Lac Manzala
"Le lac n'a pas de bords au sens habituel — il a des gradations, de la terre au marais à l'eau libre, avec un oiseau différent à chaque seuil."
J’ai rejoint le lac Manzala en prenant un taxi partagé depuis la périphérie de Damiette vers le sud par une route qui longeait le lac d’un côté et la mer de l’autre, avec la Méditerranée visible comme une ligne bleue nette d’un côté et le lac s’étendant brun et immense de l’autre. La route était à peine plus large que le taxi, et deux fois nous nous sommes arrêtés pour laisser passer des camions chargés de poisson séché enveloppé dans du plastique bleu. Le lac n’est pas un lac au sens propre — c’est un lagon saumâtre, long d’environ 70 kilomètres, séparé de la Méditerranée par une étroite bande de terre et relié au Nil par plusieurs canaux. C’est l’une des zones humides les plus importantes du Moyen-Orient pour les oiseaux migrateurs, et le matin où je suis arrivé — octobre, la migration battant son plein — le ciel au-dessus de la rive nord faisait avec les oiseaux des choses pour lesquelles je n’ai pas de langage adéquat.

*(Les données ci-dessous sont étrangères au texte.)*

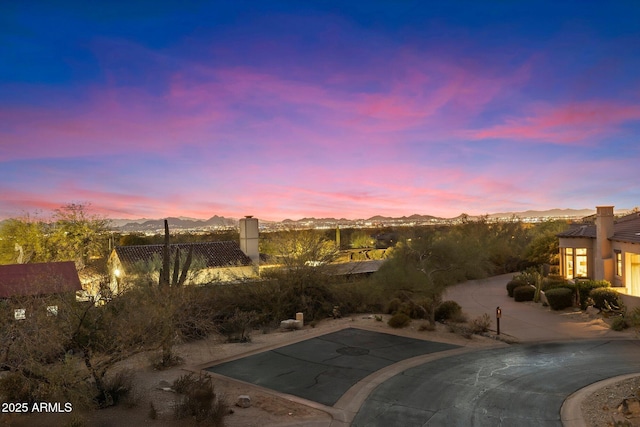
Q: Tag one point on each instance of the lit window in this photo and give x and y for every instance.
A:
(581, 262)
(618, 263)
(568, 263)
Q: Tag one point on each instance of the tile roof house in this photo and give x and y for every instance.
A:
(52, 280)
(212, 261)
(49, 278)
(607, 249)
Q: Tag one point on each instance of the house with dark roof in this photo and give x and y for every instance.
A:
(606, 249)
(20, 283)
(211, 261)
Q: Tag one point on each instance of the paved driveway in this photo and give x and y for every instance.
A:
(519, 386)
(322, 369)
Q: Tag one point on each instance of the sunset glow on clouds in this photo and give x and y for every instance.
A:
(296, 109)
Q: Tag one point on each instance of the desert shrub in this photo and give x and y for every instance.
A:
(552, 282)
(481, 324)
(512, 284)
(559, 298)
(447, 310)
(120, 389)
(584, 288)
(604, 298)
(524, 293)
(426, 326)
(633, 317)
(196, 398)
(399, 320)
(237, 326)
(394, 305)
(461, 330)
(619, 324)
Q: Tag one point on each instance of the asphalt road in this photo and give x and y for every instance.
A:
(519, 386)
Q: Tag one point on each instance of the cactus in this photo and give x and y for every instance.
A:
(178, 278)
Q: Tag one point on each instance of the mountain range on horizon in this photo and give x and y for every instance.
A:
(220, 221)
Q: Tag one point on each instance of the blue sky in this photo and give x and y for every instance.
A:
(294, 109)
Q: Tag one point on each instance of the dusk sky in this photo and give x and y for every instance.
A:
(291, 109)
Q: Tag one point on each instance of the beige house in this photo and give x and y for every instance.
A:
(25, 287)
(211, 261)
(607, 249)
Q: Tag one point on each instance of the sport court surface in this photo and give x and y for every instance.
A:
(322, 369)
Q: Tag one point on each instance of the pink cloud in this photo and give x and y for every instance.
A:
(569, 124)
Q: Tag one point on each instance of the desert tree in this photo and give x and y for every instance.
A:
(420, 269)
(23, 240)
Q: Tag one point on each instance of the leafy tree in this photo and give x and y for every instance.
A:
(23, 240)
(420, 269)
(77, 235)
(299, 248)
(72, 235)
(361, 239)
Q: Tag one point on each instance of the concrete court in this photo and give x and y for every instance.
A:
(322, 369)
(518, 385)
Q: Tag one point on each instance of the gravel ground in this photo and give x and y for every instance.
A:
(602, 408)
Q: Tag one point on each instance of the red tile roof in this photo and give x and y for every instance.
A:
(625, 229)
(214, 254)
(38, 279)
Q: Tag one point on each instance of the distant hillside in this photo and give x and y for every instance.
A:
(552, 213)
(179, 223)
(183, 223)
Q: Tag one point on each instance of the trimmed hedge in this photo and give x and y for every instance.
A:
(559, 298)
(448, 310)
(512, 284)
(585, 287)
(552, 282)
(600, 295)
(524, 293)
(399, 320)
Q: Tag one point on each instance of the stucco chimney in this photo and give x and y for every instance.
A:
(604, 255)
(249, 238)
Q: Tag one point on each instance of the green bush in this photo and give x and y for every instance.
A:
(394, 306)
(524, 293)
(197, 400)
(559, 298)
(584, 288)
(448, 310)
(603, 297)
(619, 324)
(481, 324)
(399, 320)
(512, 284)
(552, 282)
(633, 317)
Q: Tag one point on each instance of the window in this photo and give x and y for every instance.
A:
(618, 263)
(568, 262)
(581, 262)
(575, 262)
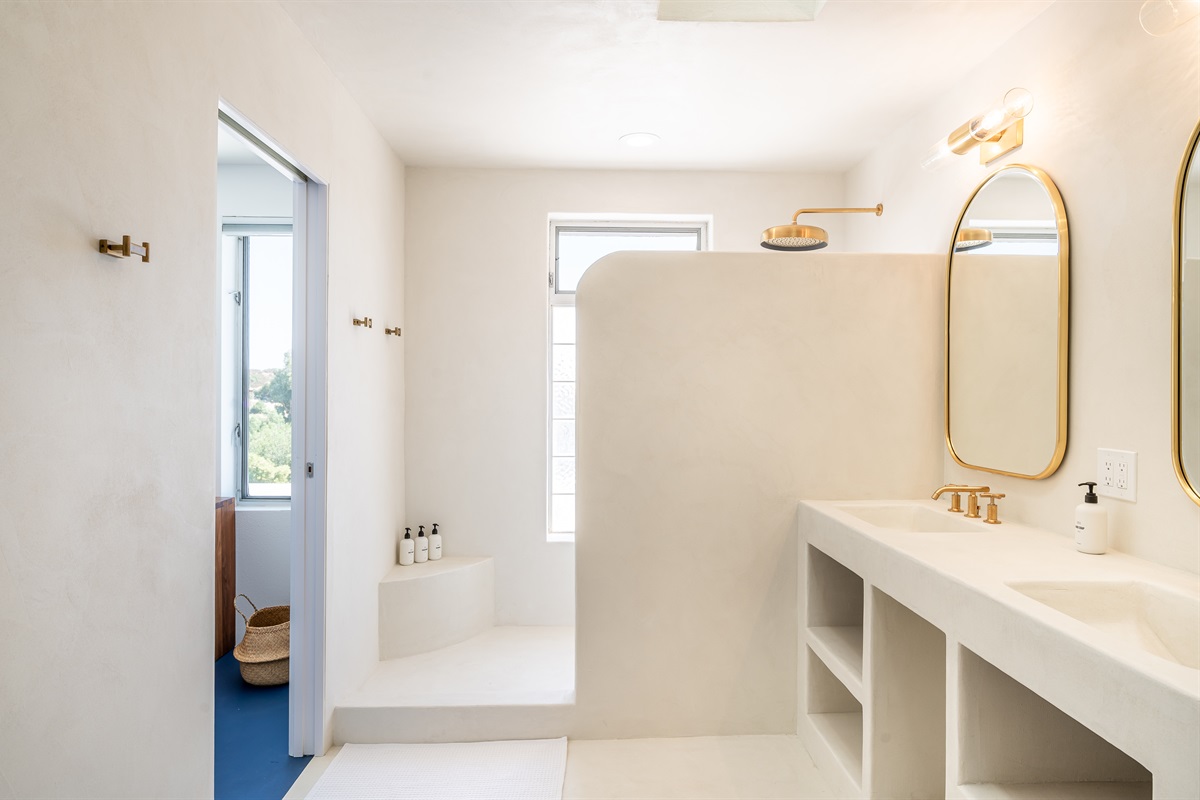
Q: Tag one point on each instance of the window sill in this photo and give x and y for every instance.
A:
(263, 504)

Les flamants étaient la première chose que je pouvais nommer. Ils se tenaient dans les eaux peu profondes par groupes de trente ou quarante, absurdement roses sur l’eau brun-grisâtre, se nourrissant avec leurs becs retournés de cette façon méthodique et légèrement dérangée qu’ont les flamants. Plus loin, des cormorans étaient perchés sur des pieux plantés dans le fond du lac avec les ailes déployées pour sécher, maintenant la posture d’animaux héraldiques. Des aigrettes se déplaçaient dans les roselières. Des hérons se tenaient comme des statues grises. Des milliers de sternes tournoyaient en l’air, plongeant parfois avec une précision qui semblait presque mécanique. Je me suis assis sur le talus de la route pendant deux heures et j’ai simplement regardé. Mon carnet est resté dans mon sac. Certaines choses résistent à être écrites au moment où elles se produisent.
Les villages de pêcheurs le long de la rive sud sont accessibles par de petits bateaux à moteur depuis les villages-marchés au bord du lac. Le plus grand est El-Matariyya, un port vivant où la pêche est débarquée, vendue et traitée par des femmes qui s’assoient en cercles sur le quai à vider des poissons avec une rapidité qui suggère qu’elles n’ont jamais rien fait d’autre. Les maisons du village dégringolent jusqu’au bord de l’eau et certains des plus petits hameaux se trouvent sur des îlots de roseaux compactés, s’élevant peut-être d’un demi-mètre au-dessus de la surface du lac — habités depuis l’époque des pharaons, leurs habitants se déplaçant entre l’île et le continent dans les mêmes bateaux à fond plat qu’utilisaient leurs arrière-grands-parents.

Le poisson de Manzala — bouri, tilapia, mulet, anguille — est vendu dans tout le Delta et considéré parmi les meilleurs d’Égypte. La préparation locale est simple : grillé ou frit, avec du riz salé et une salade de tomate et de concombre assaisonnée au citron. J’ai mangé dans un petit restaurant à El-Matariyya où les tables étaient en plastique et le poisson venait du bateau du matin, et c’était l’un des meilleurs repas que j’aie faits en Égypte. Le thé ensuite était assez sucré pour être un dessert. Le propriétaire a apporté du pain supplémentaire sans qu’on le lui demande, et semblait ravi que j’en mange jusqu’à la dernière miette.
Quand y aller : Octobre et novembre sont les mois de prédilection pour les oiseaux migrateurs — le lac devient une sorte d’atlas vivant des populations d’oiseaux de la Méditerranée. Mars et avril apportent une deuxième vague migratoire plus modeste. L’été est brutal et l’odeur saumâtre du lac s’intensifie avec la chaleur. L’hiver (décembre–février) est propice aux oiseaux de rivage et les flamants restent souvent jusqu’en janvier.